Credit rating: affected by bankruptcy

Your credit rating is based on your credit history, kept by a credit bureau. It is calculated from monthly reports from lenders.  When you file for a bankruptcy, proposal, or consumer proposal, the Office of Superintendent of Bankruptcy (OSB) reports this information to the credit bureaus. A credit bureau creates a credit report available for purchase by all potential creditors.

You are eligible to receive a copy of your own credit report once a year by mail, for free. You will be charged a fee for any additional copies.

Bankruptcy will definitely affect your credit rating. However, if you are unable to pay your bills and are in such an overwhelming financial situation that you are considering bankruptcy or a consumer proposal, you will already have a credit rating problem.

Once you are discharged from bankruptcy, you can start to rebuild your credit score.

Bankruptcy and credit rating

The main credit bureaus in Canada are Equifax and Trans Union.

  • For a first bankruptcy, Equifax keeps the record on your credit report for 6 years from the date of your discharge. Trans Union keeps it for 6 to 7 years from your discharge, or 14 years from filing. This may vary between provinces, as provincial legislation differs.
  • For a second bankruptcy, Equifax keeps the record on your credit report for 14 years.

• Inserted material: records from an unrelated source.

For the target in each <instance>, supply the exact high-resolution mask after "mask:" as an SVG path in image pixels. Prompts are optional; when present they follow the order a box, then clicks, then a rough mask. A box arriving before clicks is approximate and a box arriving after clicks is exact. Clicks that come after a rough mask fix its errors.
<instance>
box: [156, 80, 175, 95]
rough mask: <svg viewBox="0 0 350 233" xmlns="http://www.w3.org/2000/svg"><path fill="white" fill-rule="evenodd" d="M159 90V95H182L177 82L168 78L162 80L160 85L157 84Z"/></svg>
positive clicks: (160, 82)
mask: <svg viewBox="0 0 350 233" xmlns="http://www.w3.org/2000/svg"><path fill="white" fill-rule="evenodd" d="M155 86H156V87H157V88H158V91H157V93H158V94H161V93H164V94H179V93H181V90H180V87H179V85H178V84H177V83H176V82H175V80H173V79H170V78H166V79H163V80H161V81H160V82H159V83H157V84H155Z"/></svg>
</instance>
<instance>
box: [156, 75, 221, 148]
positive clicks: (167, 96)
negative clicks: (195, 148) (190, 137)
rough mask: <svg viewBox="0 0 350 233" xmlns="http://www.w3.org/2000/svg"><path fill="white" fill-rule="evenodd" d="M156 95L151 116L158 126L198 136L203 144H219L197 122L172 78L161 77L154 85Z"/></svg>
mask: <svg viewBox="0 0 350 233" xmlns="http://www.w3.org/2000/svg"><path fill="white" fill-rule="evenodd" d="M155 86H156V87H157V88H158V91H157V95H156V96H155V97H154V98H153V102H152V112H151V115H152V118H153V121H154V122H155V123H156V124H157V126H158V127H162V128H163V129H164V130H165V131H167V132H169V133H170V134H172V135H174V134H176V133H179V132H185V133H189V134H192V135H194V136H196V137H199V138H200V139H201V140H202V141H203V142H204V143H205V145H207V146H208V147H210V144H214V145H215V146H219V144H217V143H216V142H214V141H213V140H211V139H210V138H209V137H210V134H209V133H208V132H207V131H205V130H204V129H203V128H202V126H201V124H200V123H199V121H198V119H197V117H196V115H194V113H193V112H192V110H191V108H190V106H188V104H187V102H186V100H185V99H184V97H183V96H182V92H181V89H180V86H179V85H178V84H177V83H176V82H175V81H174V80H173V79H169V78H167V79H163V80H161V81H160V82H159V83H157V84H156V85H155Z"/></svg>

 Restoring your credit rating

Taking steps to repair your credit score is important moving forward. Ways to do this are:

  • Make sure you are discharged from your bankruptcy as soon as possible by making all monthly payments and reports, and fulfilling all your bankruptcy or proposal responsibilities.
  • Start saving money, to prove that you are financially responsible. Creditors will look favourably if you have a growing savings account.
  • Pay all your bills on time. Any late payments will reflect badly and could prevent you from receiving credit.
  • You may want to start with a secured credit card (a credit card with a credit limit secured by your savings or an initial deposit), and make sure you use it wisely.